People are sometimes buoyed up by emotion and promise the world. “Now that I have recovered from illness I will be in shule every week… I love you so dearly that I will never leave you for a day… I hate you so much that I will never speak to you again… I am so annoyed with the chazan that I’m never coming to shule again…”.
Some of the promises we make are magnificent and beautiful, others foolish and cruel. We should never promise things to other people unless we intend to keep them, and if we regret our promises we have to secure the other person’s forgiveness and forbearance.
Kol Nidrei, however, involves promises to God (or to ourselves), made at a moment when we may not have been realistic or practical. How can we face the Almighty in prayer on Yom Kippur with unfulfilled or unfulfillable promises on our conscience?
That’s why the Kol Nidrei declaration was formulated, to ensure we show God our regret for having promised too much and our request that He hold us back from promising what we cannot deliver.
The fact that the High Holydays are now so imminent should spur our thinking to consider what new year resolutions we should be making.
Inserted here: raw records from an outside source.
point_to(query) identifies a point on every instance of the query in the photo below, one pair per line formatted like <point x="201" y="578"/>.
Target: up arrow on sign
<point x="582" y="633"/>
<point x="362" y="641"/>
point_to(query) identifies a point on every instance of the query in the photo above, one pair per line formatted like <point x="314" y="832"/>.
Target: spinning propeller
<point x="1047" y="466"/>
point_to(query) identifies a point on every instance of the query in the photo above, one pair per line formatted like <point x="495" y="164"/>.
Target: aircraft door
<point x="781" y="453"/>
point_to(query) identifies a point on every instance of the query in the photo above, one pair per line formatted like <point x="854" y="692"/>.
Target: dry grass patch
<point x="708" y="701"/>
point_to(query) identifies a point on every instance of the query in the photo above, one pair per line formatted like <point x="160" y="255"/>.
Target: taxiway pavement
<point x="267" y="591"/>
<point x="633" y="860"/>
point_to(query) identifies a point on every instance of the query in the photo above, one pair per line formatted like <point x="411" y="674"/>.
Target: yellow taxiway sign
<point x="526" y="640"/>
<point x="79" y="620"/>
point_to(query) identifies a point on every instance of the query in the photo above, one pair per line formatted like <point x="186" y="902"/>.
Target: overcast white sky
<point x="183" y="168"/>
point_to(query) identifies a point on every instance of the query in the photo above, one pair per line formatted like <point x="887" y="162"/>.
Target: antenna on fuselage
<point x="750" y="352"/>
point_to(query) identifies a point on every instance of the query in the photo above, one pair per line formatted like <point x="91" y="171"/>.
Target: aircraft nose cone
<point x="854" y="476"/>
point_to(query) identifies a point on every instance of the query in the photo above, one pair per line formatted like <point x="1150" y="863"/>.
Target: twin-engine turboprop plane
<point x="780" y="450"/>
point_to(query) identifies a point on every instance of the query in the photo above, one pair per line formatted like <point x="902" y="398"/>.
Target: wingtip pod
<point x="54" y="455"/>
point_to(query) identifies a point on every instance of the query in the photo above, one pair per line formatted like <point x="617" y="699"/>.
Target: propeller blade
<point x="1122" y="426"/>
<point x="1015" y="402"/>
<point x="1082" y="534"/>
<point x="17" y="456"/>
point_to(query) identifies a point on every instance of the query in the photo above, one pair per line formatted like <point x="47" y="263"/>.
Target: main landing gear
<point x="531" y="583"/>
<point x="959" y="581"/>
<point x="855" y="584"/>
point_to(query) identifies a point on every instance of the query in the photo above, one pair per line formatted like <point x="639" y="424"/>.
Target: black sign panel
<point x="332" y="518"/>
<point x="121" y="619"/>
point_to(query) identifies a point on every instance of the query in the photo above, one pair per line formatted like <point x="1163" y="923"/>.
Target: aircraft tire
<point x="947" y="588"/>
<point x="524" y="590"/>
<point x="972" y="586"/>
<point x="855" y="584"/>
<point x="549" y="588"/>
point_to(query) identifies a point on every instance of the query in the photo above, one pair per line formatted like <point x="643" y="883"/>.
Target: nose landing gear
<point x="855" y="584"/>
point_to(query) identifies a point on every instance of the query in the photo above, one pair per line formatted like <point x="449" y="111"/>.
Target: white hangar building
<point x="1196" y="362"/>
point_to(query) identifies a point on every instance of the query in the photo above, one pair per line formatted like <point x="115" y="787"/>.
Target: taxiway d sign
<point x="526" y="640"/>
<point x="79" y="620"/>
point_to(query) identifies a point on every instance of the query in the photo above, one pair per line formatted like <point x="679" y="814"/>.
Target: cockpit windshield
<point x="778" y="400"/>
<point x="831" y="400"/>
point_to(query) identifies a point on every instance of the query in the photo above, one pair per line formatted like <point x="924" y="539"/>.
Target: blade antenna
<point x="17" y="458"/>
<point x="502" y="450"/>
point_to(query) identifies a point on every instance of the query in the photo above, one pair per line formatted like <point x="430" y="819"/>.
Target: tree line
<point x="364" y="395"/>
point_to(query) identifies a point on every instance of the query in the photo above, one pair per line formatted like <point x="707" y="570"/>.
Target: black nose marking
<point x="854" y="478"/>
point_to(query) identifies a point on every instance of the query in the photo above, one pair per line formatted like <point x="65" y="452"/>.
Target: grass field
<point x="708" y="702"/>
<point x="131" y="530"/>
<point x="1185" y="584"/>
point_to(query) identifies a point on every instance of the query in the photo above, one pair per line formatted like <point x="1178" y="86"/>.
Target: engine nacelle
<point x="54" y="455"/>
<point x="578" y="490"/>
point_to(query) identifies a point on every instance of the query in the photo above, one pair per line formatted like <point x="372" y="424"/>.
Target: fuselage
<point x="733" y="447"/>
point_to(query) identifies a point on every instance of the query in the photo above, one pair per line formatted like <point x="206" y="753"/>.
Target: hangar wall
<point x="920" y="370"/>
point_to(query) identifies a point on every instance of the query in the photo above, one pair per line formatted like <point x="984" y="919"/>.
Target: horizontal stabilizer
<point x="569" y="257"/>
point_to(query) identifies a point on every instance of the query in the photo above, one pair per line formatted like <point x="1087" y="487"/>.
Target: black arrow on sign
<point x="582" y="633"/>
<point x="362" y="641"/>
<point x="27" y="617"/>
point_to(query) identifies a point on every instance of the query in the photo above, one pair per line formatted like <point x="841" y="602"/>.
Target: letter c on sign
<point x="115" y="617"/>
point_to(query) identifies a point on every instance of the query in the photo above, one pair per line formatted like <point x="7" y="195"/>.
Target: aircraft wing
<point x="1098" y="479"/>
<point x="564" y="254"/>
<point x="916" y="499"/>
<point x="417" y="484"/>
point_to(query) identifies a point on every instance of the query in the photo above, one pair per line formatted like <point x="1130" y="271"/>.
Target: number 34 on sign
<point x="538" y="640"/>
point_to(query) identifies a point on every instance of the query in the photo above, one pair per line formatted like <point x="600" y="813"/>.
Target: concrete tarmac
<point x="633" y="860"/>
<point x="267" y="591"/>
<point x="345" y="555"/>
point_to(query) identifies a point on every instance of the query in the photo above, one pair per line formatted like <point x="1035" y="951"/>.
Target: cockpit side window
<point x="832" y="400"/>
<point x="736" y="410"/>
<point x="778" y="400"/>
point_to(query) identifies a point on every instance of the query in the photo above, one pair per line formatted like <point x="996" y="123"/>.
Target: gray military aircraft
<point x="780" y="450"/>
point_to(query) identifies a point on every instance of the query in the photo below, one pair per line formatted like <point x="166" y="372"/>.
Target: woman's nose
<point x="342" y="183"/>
We can all do with a change for the better in our spiritual, ethical and practical Jewish development. There are things we should be doing, and things we should be doing better. For some the right approach is a total sea-change, but in most cases the practical thing is to upgrade ourselves gradually.
If we know ourselves we will promise sensibly and work towards the goal rather than trying to get there in a hurry and possibly finding it was all too much.